Further, as noted above, the return for Islamic banks in the event of a default is reduced further since late payment fees in Islamic facilities cannot be pocketed by the financier but must be paid to a charity approved by the shariah board.
In the context of an ijara facility, a total loss of the underlying asset (with no fault on the part of the customer) will discharge the customer from making any further lease payments to the financier, since the subject matter of the lease has ceased to exist. As the asset is likely to be insured, the financier’s primary risk is that the insurance proceeds may be insufficient to repay the facility in full, and it will have no further claim against the customer, except perhaps an indemnity or a claim for the customer’s failure to procure adequate insurance (as services agent of the financier). The bank therefore assumes the risk of total loss.
Finally, Islamic financiers can only transact with businesses or invest in assets that are shariah compliant. Therefore, Islamic financial institutions cannot lend to entities or businesses involved in the production or consumption of alcohol, pork, gambling, armaments or pornography, or in any other socially harmful or unethical venture which is repugnant to the principles of shariah.
For the most part, the risk and reward in an Islamic facility is substantially similar to a conventional facility. Critics therefore argue that the underlying transaction, whether an ijara or murabaha etc, only serves to whitewash an otherwise prohibited interest based arrangement.

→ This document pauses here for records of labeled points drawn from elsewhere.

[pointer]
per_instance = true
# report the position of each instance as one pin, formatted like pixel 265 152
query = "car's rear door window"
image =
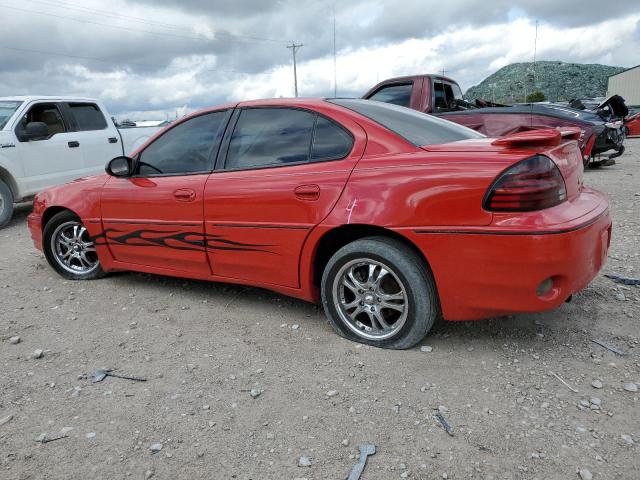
pixel 330 141
pixel 87 116
pixel 397 94
pixel 189 147
pixel 265 137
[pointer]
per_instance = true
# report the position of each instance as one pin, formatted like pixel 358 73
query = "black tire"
pixel 6 204
pixel 410 274
pixel 49 230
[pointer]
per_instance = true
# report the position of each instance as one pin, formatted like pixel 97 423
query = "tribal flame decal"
pixel 194 241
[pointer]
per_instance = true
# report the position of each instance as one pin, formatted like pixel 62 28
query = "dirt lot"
pixel 203 346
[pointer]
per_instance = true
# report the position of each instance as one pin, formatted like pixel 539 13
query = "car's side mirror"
pixel 35 131
pixel 120 167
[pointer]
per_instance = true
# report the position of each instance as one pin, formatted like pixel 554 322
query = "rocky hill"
pixel 559 81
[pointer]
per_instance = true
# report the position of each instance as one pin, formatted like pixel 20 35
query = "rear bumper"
pixel 34 222
pixel 497 271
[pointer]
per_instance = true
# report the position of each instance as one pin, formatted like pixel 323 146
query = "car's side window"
pixel 46 113
pixel 87 116
pixel 330 141
pixel 398 94
pixel 266 137
pixel 186 148
pixel 439 97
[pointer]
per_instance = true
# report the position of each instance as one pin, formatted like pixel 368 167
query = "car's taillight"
pixel 533 184
pixel 589 146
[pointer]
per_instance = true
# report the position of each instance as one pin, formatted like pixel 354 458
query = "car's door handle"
pixel 184 195
pixel 307 192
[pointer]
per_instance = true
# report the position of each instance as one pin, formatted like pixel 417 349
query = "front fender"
pixel 82 196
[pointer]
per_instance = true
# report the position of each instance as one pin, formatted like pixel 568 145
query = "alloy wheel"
pixel 73 248
pixel 370 299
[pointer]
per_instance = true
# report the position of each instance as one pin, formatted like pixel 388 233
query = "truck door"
pixel 51 160
pixel 98 138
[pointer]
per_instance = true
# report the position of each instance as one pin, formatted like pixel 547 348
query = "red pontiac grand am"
pixel 389 216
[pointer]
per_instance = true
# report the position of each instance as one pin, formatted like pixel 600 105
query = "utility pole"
pixel 535 51
pixel 293 48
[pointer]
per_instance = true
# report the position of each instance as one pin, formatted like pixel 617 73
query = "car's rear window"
pixel 418 128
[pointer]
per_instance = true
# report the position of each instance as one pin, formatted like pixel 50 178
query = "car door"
pixel 281 171
pixel 98 138
pixel 52 160
pixel 154 218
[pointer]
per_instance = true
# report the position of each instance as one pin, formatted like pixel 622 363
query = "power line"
pixel 335 68
pixel 120 27
pixel 293 48
pixel 57 54
pixel 95 11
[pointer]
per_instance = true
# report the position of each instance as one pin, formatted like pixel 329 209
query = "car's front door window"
pixel 47 113
pixel 189 147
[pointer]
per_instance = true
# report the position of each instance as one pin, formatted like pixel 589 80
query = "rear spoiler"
pixel 548 137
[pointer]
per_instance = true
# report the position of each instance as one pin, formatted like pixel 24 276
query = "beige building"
pixel 627 85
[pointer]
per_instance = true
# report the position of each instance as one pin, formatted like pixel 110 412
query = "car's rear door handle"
pixel 307 192
pixel 184 195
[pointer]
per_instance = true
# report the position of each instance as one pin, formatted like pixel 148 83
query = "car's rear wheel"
pixel 6 204
pixel 378 291
pixel 69 248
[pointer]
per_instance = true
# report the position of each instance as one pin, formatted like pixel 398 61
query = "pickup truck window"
pixel 397 94
pixel 417 128
pixel 88 116
pixel 186 148
pixel 7 109
pixel 47 113
pixel 446 96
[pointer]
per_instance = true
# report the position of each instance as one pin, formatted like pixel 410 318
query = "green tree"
pixel 536 96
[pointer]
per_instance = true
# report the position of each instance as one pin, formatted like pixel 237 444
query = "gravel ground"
pixel 205 346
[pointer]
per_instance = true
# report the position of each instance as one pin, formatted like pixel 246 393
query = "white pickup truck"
pixel 47 141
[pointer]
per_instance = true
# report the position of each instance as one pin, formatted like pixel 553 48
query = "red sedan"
pixel 389 216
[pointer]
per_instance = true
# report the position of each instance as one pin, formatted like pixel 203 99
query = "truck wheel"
pixel 6 204
pixel 69 248
pixel 378 291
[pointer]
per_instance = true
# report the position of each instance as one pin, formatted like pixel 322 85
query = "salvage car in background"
pixel 632 125
pixel 442 96
pixel 391 217
pixel 46 141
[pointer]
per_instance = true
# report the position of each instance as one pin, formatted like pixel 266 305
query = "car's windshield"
pixel 6 111
pixel 418 128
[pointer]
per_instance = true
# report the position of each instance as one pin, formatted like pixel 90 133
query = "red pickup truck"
pixel 441 96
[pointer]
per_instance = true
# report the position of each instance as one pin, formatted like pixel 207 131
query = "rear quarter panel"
pixel 419 189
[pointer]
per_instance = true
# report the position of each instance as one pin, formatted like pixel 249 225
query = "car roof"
pixel 408 78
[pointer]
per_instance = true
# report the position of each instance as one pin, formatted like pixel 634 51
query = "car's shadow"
pixel 525 330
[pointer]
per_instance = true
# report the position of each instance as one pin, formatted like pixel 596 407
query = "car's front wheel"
pixel 378 291
pixel 69 248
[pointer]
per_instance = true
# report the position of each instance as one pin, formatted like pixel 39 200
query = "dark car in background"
pixel 442 96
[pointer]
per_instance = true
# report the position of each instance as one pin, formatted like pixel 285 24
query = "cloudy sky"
pixel 146 58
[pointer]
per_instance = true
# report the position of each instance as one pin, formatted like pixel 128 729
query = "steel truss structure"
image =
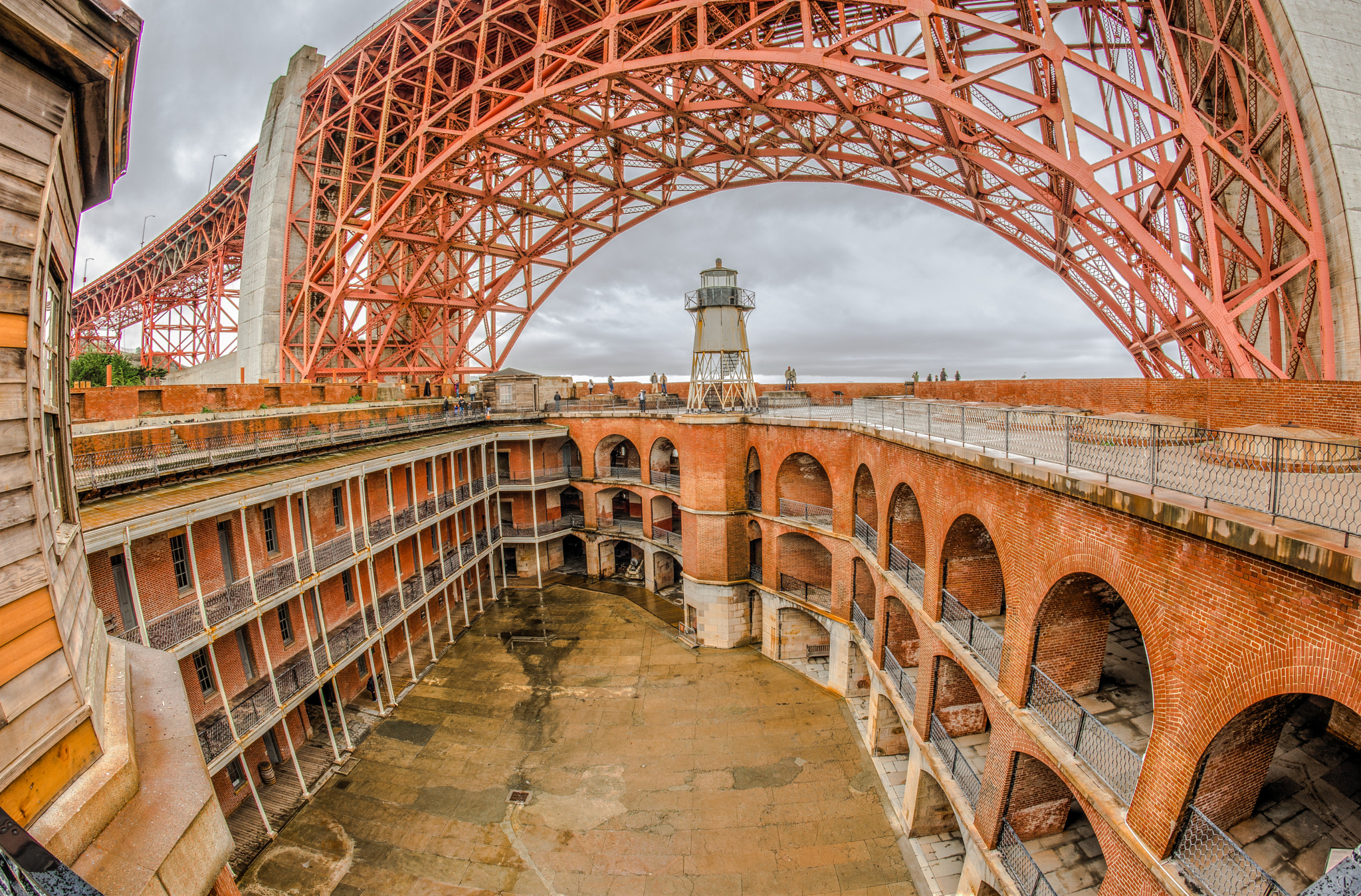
pixel 180 287
pixel 457 163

Shariah scholars have responded to this criticism by arguing that even though the return earned and the risk taken by Islamic financiers is similar to that of conventional lenders, the manner in which this return is earned is halal. It is argued that in a murabaha transaction, for example, the Islamic financier takes the risk of a fall in commodity/asset price, albeit for a short period, by purchasing and selling the assets to the customer, thus being entitled to a return on the trade. In the context of an ijara, it is argued that the Islamic financier takes the risk of ownership of the leased asset and charges rent, the rent being its compensation for taking such risk. The mere fact that the profit or rent is calculated by reference to an interest rate benchmark does not make the transaction un-Islamic.
Islamic financing techniques developed in trading societies, within the framework of the prohibition on interest, in order to facilitate commerce and trade. The financier therefore acted as partner or trading counterparty, and shared some of the risk, thus justifying the payment of a return from the venture. Whether contemporary Islamic financing techniques which seek to mimic conventional lending arrangements with fixed rates of return do justice to the principles of shariah is still a matter of debate amongst scholars and practitioners.
However, given the commodification and standardization of loan markets, it is perhaps impractical to assume that Islamic banks will be able to operate on the basis of non-standardized and non-benchmarked rates of return; Islamic banks cannot be expected to act like private equity providers. Reconciling the principles of shariah with modern banking is a balance which will continue to fuel further innovation in this area, perhaps bring Islamic finance ever closer to the underlying ideals of shariah.